Analiza epidemiologică a tulpinilor circulante în spital: germeni cu rezistențe la carbapeneme

 Epidemiological approach of hospital circulating strains: carbapenems resistant germs

First published: 20 noiembrie 2016

Editorial Group: MEDICHUB MEDIA


Background: The increasing resistance of bacterial strains to carbapenems has a particular nosocomial implication that requires more knowledge about its evolution and the consequences for inpatient care. The objectives of this study were to know the prevalence, and the description of some epidemiological characteristics of carbapenems-resistant strains isolated from hospitalized patients.
Methods: A cross-sectional survey was done for the period 2009-2015, creating a database for strains tested for sensitivity to carbapenems, and another with the carbapenem antibiotics used in hospital. Descriptive and correlational statistics were made in EpiInfo and Excel softwares. 
Results: The burden of resistance to Imipenem was 20.1% (range: 5.6-37.8%), significantly higher (z=3.032; p=0.002432) than for Meropenem, which was 15.8% (range: 5.6-23.3%) of the tested strains. The patients were in 65.9% of the cases (CI 95%; 57.63-73.5) men and the average age was 61.45 years old. Constantly, in the study period, the resistant isolates were species of Pseudomonas and Acinetobacter, often isolated from urine and blood. The quantity of carbapenems administered to patients increased from 0.28 g/patient to 1.12 g/patient for an entire year, and comparing with the resistance prevalence evolution, it was found a strong association between the two variables, with an 86.9% Pearson correlation coefficient.
Conclusions: The prevalence of carbapenems-resistant strains had an important ascending trend, was higher for Imipenem and correlated strongly with carbapenems administration to inpatients. The resistant strains were mainly isolated in urine and blood, from adult persons, being predominantly species of Pseudomonas and Acinetobacter. 

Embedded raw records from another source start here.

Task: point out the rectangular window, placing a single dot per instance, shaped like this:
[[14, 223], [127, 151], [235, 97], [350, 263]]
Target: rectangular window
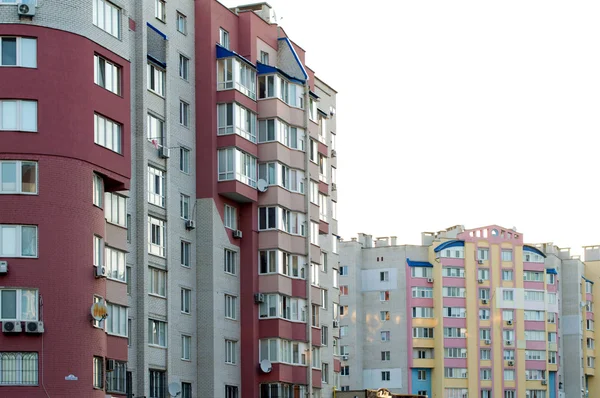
[[160, 9], [230, 307], [116, 322], [186, 347], [107, 133], [18, 177], [157, 333], [158, 282], [184, 113], [230, 261], [115, 263], [184, 160], [107, 75], [156, 186], [184, 67], [115, 209], [182, 27], [230, 352], [157, 237], [18, 51], [186, 300], [18, 240], [186, 253], [107, 17], [156, 79]]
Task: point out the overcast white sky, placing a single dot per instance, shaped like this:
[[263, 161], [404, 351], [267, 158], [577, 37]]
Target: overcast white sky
[[460, 112]]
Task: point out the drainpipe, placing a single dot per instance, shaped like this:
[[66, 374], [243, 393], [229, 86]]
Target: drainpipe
[[309, 392]]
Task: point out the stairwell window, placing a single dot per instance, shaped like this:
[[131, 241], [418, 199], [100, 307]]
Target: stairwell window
[[18, 115], [107, 75], [107, 17], [18, 51], [18, 177]]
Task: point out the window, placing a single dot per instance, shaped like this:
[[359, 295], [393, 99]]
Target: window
[[237, 165], [156, 79], [385, 375], [156, 186], [186, 347], [160, 9], [158, 282], [18, 240], [186, 252], [115, 379], [115, 209], [98, 370], [157, 333], [98, 189], [186, 300], [157, 237], [184, 113], [116, 322], [182, 27], [115, 263], [184, 206], [230, 262], [184, 160], [158, 383], [18, 305], [231, 392], [184, 67], [230, 351], [230, 307], [107, 133], [107, 17], [107, 75], [224, 38], [18, 177]]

carbapenems, resistant germs, germs circulation in hospital


Introducere: Rezistenţa în creştere a tulpinilor bacteriene la carbapeneme are o implicaţie particulară nosocomială, care necesită noi cunoştinţe asupra evoluţiei rezistenţei şi a consecinţelor asupra îngrijirii pacienţilor. Obiectivele acestui studiu au fost cunoaşterea prevalenţei şi descrierea unor caracteristici epidemiologice ale tulpinilor rezistente la carbapeneme care au fost izolate de la pacienţi spitalizaţi. 
Metodă: A fost realizat un studiu transversal pentru perioada 2009-2015, creând o bază de date cu tulpinile care au fost testate pentru sensibilitate la carbapeneme şi o alta pentru antibioticele folosite în spital. Analiza statistică descriptivă şi corelaţională a fost efectuată cu programele EpiInfo şi Excel.  
Rezultate: Nivelul rezistenţei la Imipenem a fost de 20.1% (interval: 5,6-37,8%), semnificativ mai mare (z=3,032; p=0,002432) faţă de cel la Meropenem, care a fost de 15,8% (interval: 5,6-23,3%) din tulpinile testate. Pacienţii au fost în 65,9% din cazuri (CI 95%; 57,63-73,5) bărbaţi, iar vârsta medie a fost 61,45 ani. Constant, în perioada de studiu, izolatele rezistente au fost specii de Pseudomonas şi Acinetobacter, izolate mai des din urină şi sânge. Cantitatea de carbapeneme administrate pacienţilor a crescut de la 0,28 g/pacient la 1,12 g/pacient pe perioada unui an întreg şi, comparativ cu evoluţia prevalenţei rezistenţei, asocierea a fost puternică între acestea, la un nivel de 86,9% al coeficientul de corelaţie.
Concluzii: Prevalenţa tulpinilor rezistente la carbapeneme a avut o evoluţie crescătoare semnificativă, a fost mai mare la Imipenem şi foarte bine corelată cu cantitatea de carbapeneme administrată pacienţilor. Tulpinile au fost în principal izolate din urină şi sânge, de la persoane adulte, fiind în principal specii din genul Pseudomonas şi Acinetobacter.


Carbapenems are beta-lactam antibiotics with a broad spectrum activity, mainly used as empiric therapy in the treatment of infections with suspected or documented multi-resistant strains and particularly for infections caused by Gram-negative germs(1,2). These antibiotics are administered in hospital, mainly for severe bacterial infections with complications, which are often nosocomial. On the other hand, in hospitals, the extensive use of antibiotics creates a selection pressure and allows, in favorable environmental conditions, a massive multiplication of resistant strains. In addition, in clinical wards, the probability of germs transmission can be high, and for opportunistic germs the first step in the development of an infection it’s the carriage status(3). Further, the carriage duration, alongside the personal risk factors (as age, chronic pathology and immunodeficiency) and medical invasive interventions (particularly medical devices implantation) accelerate the occurrence of infections.    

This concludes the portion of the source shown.